Dear diary
This is amazing! Actually amazing! I think I found something!
After… what? Two… three hours of being hunched over on the floor feeling if there’s any grooves of a trapdoor.
After hugging the walls like my life depended on it, looking like an absolute moron (but still staying away from that corner)
After tiptoeing all over the floor, desperately trying to reach the ceiling to see if any of the light panels were loose.
I found something!
Well… no, I don’t know what I found, diary, but I know it’s something! And something is better than nothing!

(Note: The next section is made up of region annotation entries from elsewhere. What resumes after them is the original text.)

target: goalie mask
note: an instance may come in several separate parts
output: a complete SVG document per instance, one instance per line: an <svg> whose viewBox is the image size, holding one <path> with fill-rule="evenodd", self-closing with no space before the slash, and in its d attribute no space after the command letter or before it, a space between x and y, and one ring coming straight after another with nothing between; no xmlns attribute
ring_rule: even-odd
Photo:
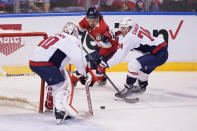
<svg viewBox="0 0 197 131"><path fill-rule="evenodd" d="M78 37L79 35L78 27L72 22L66 23L66 25L63 28L63 32L73 35L75 37Z"/></svg>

I was crawling over the floor again like a hopeless turtle on all fours, back in the air, face almost pressed against the ground (I bet whoever’s watching must’ve been laughing their ass off) for a good while, without much result.
No, I lie. There was much result: much resulting back pains, on top of the ones I already had, dammit!
But when I started crawling over the center of the room – the spot where they usually put the plate with my food – I must’ve triggered something.
I didn’t feel anything move, or see anything change, but the sound!
When I reached that spot, there was a loud, high-pitched “BEEP!” echoing throughout the chamber, followed by radio static, as if someone was ending an old-fashioned audio transmission.
What does this “BEEP!” mean…? No clue. But that’s not important!
The important thing is that I finally found something else than dead whiteness bleeding out my eyes and a disgustingly moldy corner of the room.
This calls for celebration, diary! It is truly our lucky day!
Pop the cube of butter, diary! We’re eating like a queen tonight!